China is on its way to become a global leader in scientific research, while India has a long way to go, according to data issued by a Geneva-based organisation on international patent filings.
The World Intellectual Property Organization data for 2009 reveal that Indian companies and scientists filed one-tenth of patent applications filed by their Chinese counterparts during the same period.
China, for example, filed 7,946 patent applications last year, compared to 761 by India, followed by Singapore (594), Brazil (480), and South Africa (389), among others.
In fact, India's performance in patent filings came down sharply from 1,070 in 2008, an indication that there is no sustained push to accelerate research and development activities.
In the top 15 countries of origin of patent applications last year, China was ranked fifth after the United States (45,790), Japan (29,827), Germany (16,736) and South Korea (8,006).
Filing of patent applications under Wipo's Patent Cooperation Treaty enables companies to secure patent protection in various countries.
It is a measure for knowledge-based economy and a barometer to judge the spread of innovation-based companies in each country.
Though international patent filings dropped by 4.5 per cent last year with total applications of about 155,900, compared to the previous year, the decline in patent applications is not as sharp as originally anticipated, says WIPO director-general Francis Gurry.
A recent report by the Financial Times had suggested that China would displace the US as the world's leading producer of scientific knowledge in term of volume by 2020. China also dominated the BRICs countries - Brazil, Russia, India and China - in peer-reviewed papers.
China produced almost 112,318 scientific papers in 2008 as compared to 332,916 papers in the US.
The stark differences between India and China are due to the underlying differences in their overall economic activity.
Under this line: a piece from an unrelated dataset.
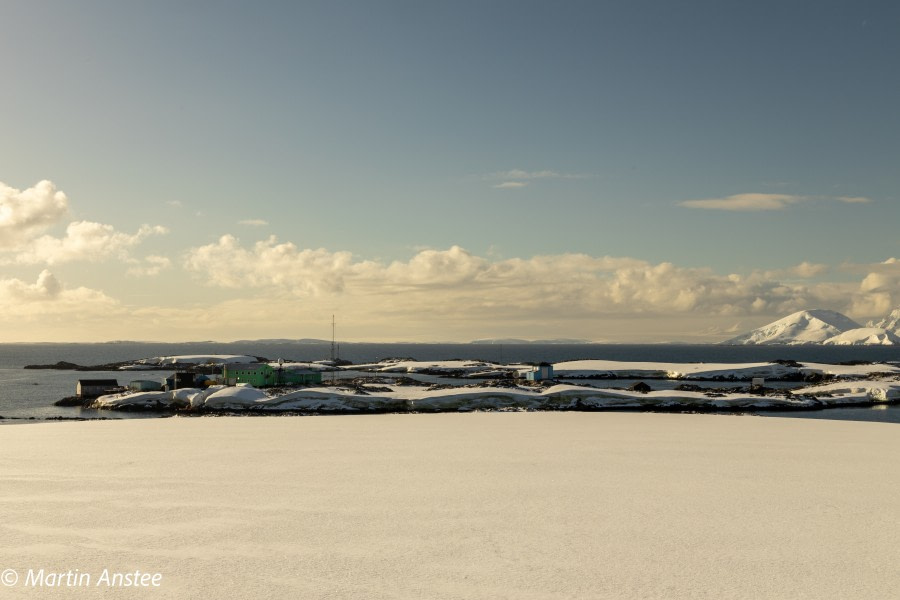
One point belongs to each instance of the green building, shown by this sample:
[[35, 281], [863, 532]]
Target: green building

While software and services dominate the Indian economy, new manufacturing activities are driving China's growth.
Up until now, industrialised countries like the US, Germany, Japan, France, Britain, the Netherlands, Switzerland and Australia dominated the global rankings in patent filings.
Among companies seeking patents for their new inventions, China's Huawei Technologies Co Ltd came second with 1847 fresh patent applications, compared to Japan's Panasonic Corporation, which is first with 1,891 patent applications. Strangely, there is not one Indian company among the 100 companies.
Although many of them continue to occupy the top positions, the emergence of Korea and China as two leading innovation-driven economies brought a change in the prevailing rankings.